Stroke Risk Not Improved After Surgery

Blockage operation may not reduce stroke risk after a mini-stroke

(RxWiki News) Following a mini-stroke patients are at a heightened risk for a stroke.  Many take precautions to make sure that doesn't happen. However, some methods for stroke prevention are not proving to be effective protection.

Surgery to increase blood flow following a mini-stroke does not appear to lower stroke risk over a two-year period as compared to traditional medical therapy.

"Talk to your neurologist about stroke prevention."

Dr. William J. Powers of the University of North Carolina School of Medicine at Chapel Hill found that the benefits of improved medical therapy effectively outweighed those of an operation for atherosclerotic internal carotid artery occlusion (AICAO), a condition causing about 10 percent of ischemic strokes.

Patients with this condition experience a thickening and blockage of the internal carotid artery, which supplies blood to the brain.

During the Carotid Occlusion Surgery Study researchers enrolled 195 patients with AICAO and insufficient blood flow to the brain, which was identified with a PET scan.

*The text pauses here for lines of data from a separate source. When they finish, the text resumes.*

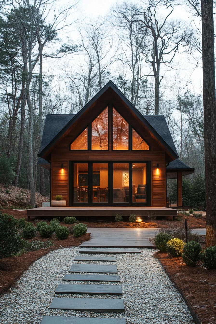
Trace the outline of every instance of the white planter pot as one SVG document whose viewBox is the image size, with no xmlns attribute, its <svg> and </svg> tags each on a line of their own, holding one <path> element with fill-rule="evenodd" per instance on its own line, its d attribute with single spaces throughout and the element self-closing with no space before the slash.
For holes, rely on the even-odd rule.
<svg viewBox="0 0 216 324">
<path fill-rule="evenodd" d="M 66 207 L 66 200 L 51 200 L 51 207 Z"/>
</svg>

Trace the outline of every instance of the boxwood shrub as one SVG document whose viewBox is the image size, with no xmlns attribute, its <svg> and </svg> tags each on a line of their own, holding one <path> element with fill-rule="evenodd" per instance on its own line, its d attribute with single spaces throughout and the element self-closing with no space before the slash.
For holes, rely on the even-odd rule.
<svg viewBox="0 0 216 324">
<path fill-rule="evenodd" d="M 55 235 L 59 240 L 67 238 L 69 234 L 69 230 L 66 226 L 60 225 L 56 230 Z"/>
<path fill-rule="evenodd" d="M 87 226 L 83 223 L 78 223 L 76 224 L 72 228 L 72 232 L 75 237 L 82 236 L 87 231 Z"/>
<path fill-rule="evenodd" d="M 201 245 L 195 241 L 190 241 L 186 243 L 183 249 L 182 259 L 188 265 L 195 267 L 200 260 Z"/>
<path fill-rule="evenodd" d="M 209 246 L 200 253 L 203 265 L 208 269 L 216 269 L 216 245 Z"/>
<path fill-rule="evenodd" d="M 168 252 L 172 257 L 180 257 L 185 243 L 179 238 L 172 238 L 166 243 Z"/>
<path fill-rule="evenodd" d="M 44 225 L 47 225 L 47 223 L 46 222 L 45 222 L 45 221 L 40 221 L 39 222 L 37 222 L 37 225 L 36 225 L 36 228 L 37 228 L 37 231 L 40 232 L 40 226 L 44 226 Z"/>
<path fill-rule="evenodd" d="M 154 244 L 156 248 L 162 252 L 167 251 L 166 243 L 172 239 L 172 236 L 165 233 L 159 233 L 155 236 Z"/>
<path fill-rule="evenodd" d="M 23 228 L 22 235 L 24 238 L 32 238 L 36 234 L 37 230 L 33 224 L 27 223 Z"/>
<path fill-rule="evenodd" d="M 65 217 L 63 219 L 63 222 L 65 224 L 73 224 L 77 222 L 77 220 L 73 216 Z"/>
<path fill-rule="evenodd" d="M 43 225 L 40 227 L 39 232 L 41 237 L 51 237 L 54 232 L 53 227 L 50 225 Z"/>
<path fill-rule="evenodd" d="M 17 226 L 13 216 L 0 212 L 0 258 L 10 257 L 23 248 L 24 240 L 17 233 Z"/>
</svg>

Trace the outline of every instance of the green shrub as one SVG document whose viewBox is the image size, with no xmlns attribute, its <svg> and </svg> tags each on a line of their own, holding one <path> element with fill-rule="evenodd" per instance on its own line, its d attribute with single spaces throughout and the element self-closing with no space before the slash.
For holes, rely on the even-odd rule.
<svg viewBox="0 0 216 324">
<path fill-rule="evenodd" d="M 118 213 L 115 216 L 115 220 L 116 222 L 120 222 L 123 219 L 123 214 Z"/>
<path fill-rule="evenodd" d="M 15 254 L 23 247 L 17 232 L 17 222 L 12 215 L 0 212 L 0 258 Z"/>
<path fill-rule="evenodd" d="M 63 219 L 63 222 L 65 224 L 73 224 L 77 222 L 77 220 L 73 216 L 70 217 L 65 217 Z"/>
<path fill-rule="evenodd" d="M 64 240 L 67 238 L 69 234 L 69 230 L 66 226 L 60 225 L 56 229 L 55 235 L 59 240 Z"/>
<path fill-rule="evenodd" d="M 41 237 L 51 237 L 54 231 L 53 227 L 47 224 L 40 226 L 39 230 Z"/>
<path fill-rule="evenodd" d="M 179 257 L 182 254 L 185 243 L 179 238 L 171 238 L 166 243 L 168 252 L 172 257 Z"/>
<path fill-rule="evenodd" d="M 136 216 L 135 214 L 131 214 L 130 216 L 129 216 L 129 222 L 136 222 Z"/>
<path fill-rule="evenodd" d="M 25 218 L 20 218 L 18 220 L 18 225 L 22 228 L 24 228 L 26 225 L 26 221 Z"/>
<path fill-rule="evenodd" d="M 194 213 L 193 214 L 194 217 L 195 218 L 200 218 L 202 216 L 202 214 L 201 213 Z"/>
<path fill-rule="evenodd" d="M 47 223 L 46 222 L 45 222 L 45 221 L 40 221 L 39 222 L 37 222 L 37 225 L 36 225 L 36 228 L 37 228 L 37 231 L 40 232 L 40 228 L 41 226 L 44 226 L 47 225 Z"/>
<path fill-rule="evenodd" d="M 154 244 L 156 248 L 162 252 L 167 251 L 166 243 L 171 240 L 172 236 L 165 233 L 158 233 L 155 237 Z"/>
<path fill-rule="evenodd" d="M 216 269 L 216 245 L 206 248 L 200 253 L 203 265 L 208 269 Z"/>
<path fill-rule="evenodd" d="M 51 219 L 50 225 L 52 227 L 53 231 L 55 232 L 59 226 L 59 220 L 58 218 L 53 218 L 53 219 Z"/>
<path fill-rule="evenodd" d="M 63 197 L 61 195 L 56 195 L 55 199 L 56 200 L 63 200 Z"/>
<path fill-rule="evenodd" d="M 82 236 L 87 231 L 87 227 L 85 224 L 83 223 L 78 223 L 76 224 L 72 228 L 72 232 L 75 237 Z"/>
<path fill-rule="evenodd" d="M 28 239 L 34 237 L 36 231 L 36 228 L 32 224 L 27 223 L 23 230 L 22 234 L 24 238 Z"/>
<path fill-rule="evenodd" d="M 190 241 L 186 243 L 183 249 L 182 259 L 188 265 L 195 267 L 200 260 L 201 245 L 195 241 Z"/>
</svg>

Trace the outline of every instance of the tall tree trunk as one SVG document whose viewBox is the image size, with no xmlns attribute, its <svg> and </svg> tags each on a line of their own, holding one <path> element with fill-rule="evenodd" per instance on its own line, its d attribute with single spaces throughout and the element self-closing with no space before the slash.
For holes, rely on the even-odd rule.
<svg viewBox="0 0 216 324">
<path fill-rule="evenodd" d="M 39 122 L 39 136 L 40 141 L 41 141 L 43 134 L 43 109 L 42 107 L 42 73 L 43 61 L 42 52 L 43 48 L 40 38 L 38 39 L 39 51 L 39 52 L 40 71 L 39 81 L 38 100 L 39 112 L 38 119 Z M 40 192 L 44 196 L 45 194 L 45 183 L 44 179 L 44 169 L 42 167 L 40 167 Z"/>
<path fill-rule="evenodd" d="M 23 71 L 23 72 L 24 71 Z M 17 160 L 16 176 L 14 181 L 14 186 L 17 187 L 18 185 L 19 177 L 21 167 L 21 161 L 23 149 L 23 138 L 24 136 L 24 126 L 25 125 L 25 107 L 26 105 L 26 96 L 25 94 L 25 79 L 23 75 L 23 80 L 22 84 L 22 91 L 21 95 L 21 117 L 20 120 L 20 132 L 19 135 L 19 144 L 18 157 Z"/>
<path fill-rule="evenodd" d="M 216 245 L 216 102 L 213 0 L 201 0 L 206 246 Z"/>
</svg>

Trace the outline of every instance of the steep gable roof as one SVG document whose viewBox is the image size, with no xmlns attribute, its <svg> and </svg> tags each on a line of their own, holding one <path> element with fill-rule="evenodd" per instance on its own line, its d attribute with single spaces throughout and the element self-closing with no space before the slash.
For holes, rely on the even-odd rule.
<svg viewBox="0 0 216 324">
<path fill-rule="evenodd" d="M 175 158 L 178 157 L 178 154 L 164 117 L 142 116 L 111 81 L 109 81 L 76 115 L 48 115 L 49 117 L 47 119 L 47 121 L 46 119 L 46 124 L 45 122 L 44 126 L 44 133 L 45 132 L 45 133 L 44 136 L 43 134 L 39 156 L 41 157 L 44 157 L 44 155 L 49 150 L 51 149 L 53 145 L 68 130 L 73 123 L 76 122 L 82 114 L 85 112 L 96 100 L 110 87 L 115 91 L 125 103 L 132 110 L 133 113 L 139 118 L 144 125 L 150 130 L 167 151 L 169 152 L 171 155 Z M 64 116 L 62 119 L 60 117 L 61 116 Z M 53 117 L 53 121 L 52 121 L 52 116 L 56 116 Z M 156 122 L 153 117 L 158 119 L 158 121 Z M 158 121 L 159 119 L 159 122 Z M 52 122 L 54 123 L 54 126 L 52 124 Z M 61 127 L 62 128 L 60 129 Z"/>
</svg>

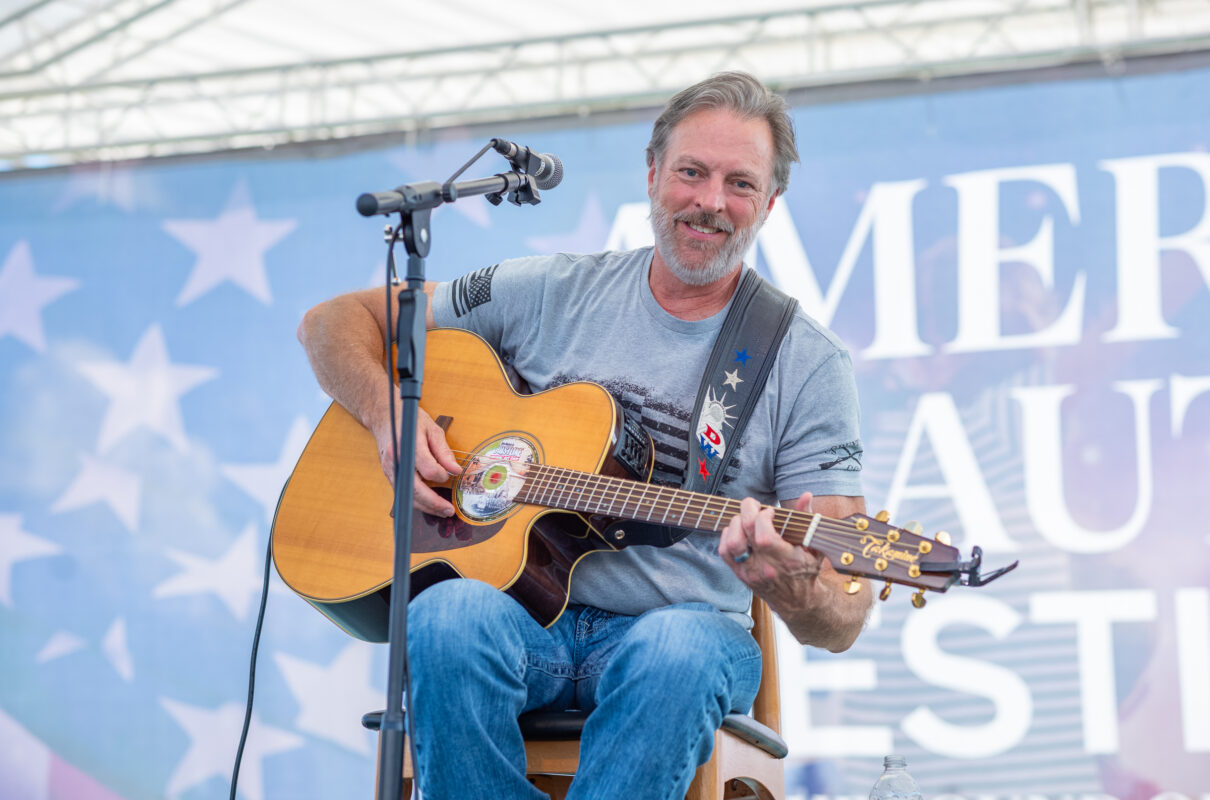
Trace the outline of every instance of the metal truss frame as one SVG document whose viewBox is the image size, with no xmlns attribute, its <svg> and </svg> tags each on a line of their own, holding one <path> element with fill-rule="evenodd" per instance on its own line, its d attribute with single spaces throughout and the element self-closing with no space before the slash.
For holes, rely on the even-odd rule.
<svg viewBox="0 0 1210 800">
<path fill-rule="evenodd" d="M 10 168 L 272 148 L 661 103 L 721 69 L 783 91 L 1210 50 L 1205 0 L 852 0 L 252 69 L 115 77 L 247 0 L 38 0 L 0 18 Z M 129 71 L 129 70 L 126 70 Z"/>
</svg>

Of those, 97 were randomly chosen to receive surgery while the remainder did not.

The trial was conducted at 18 centers in the U.S. and Canada between 2002 and 2010. All participants were recommended to receive medications to treat blood clots and intervention for risk factors. Patients were followed for two years.

In both groups investigators measured the outcome by examining stroke and death rates either 30 days from surgery or randomization, and ipsilateral stroke within two years.

The study was ended early since the results suggested the surgery was not effective in preventing stroke.  At the end of two years, 21 percent of the surgery group had experienced a stroke or died versus 22.7 percent of the group that did not receive surgery. At 30 days, 14.4 percent of the surgery group had a stroke as compared to 12.4 percent in the nonsurgical group.

The research was recently published in the Journal of the American Medical Association.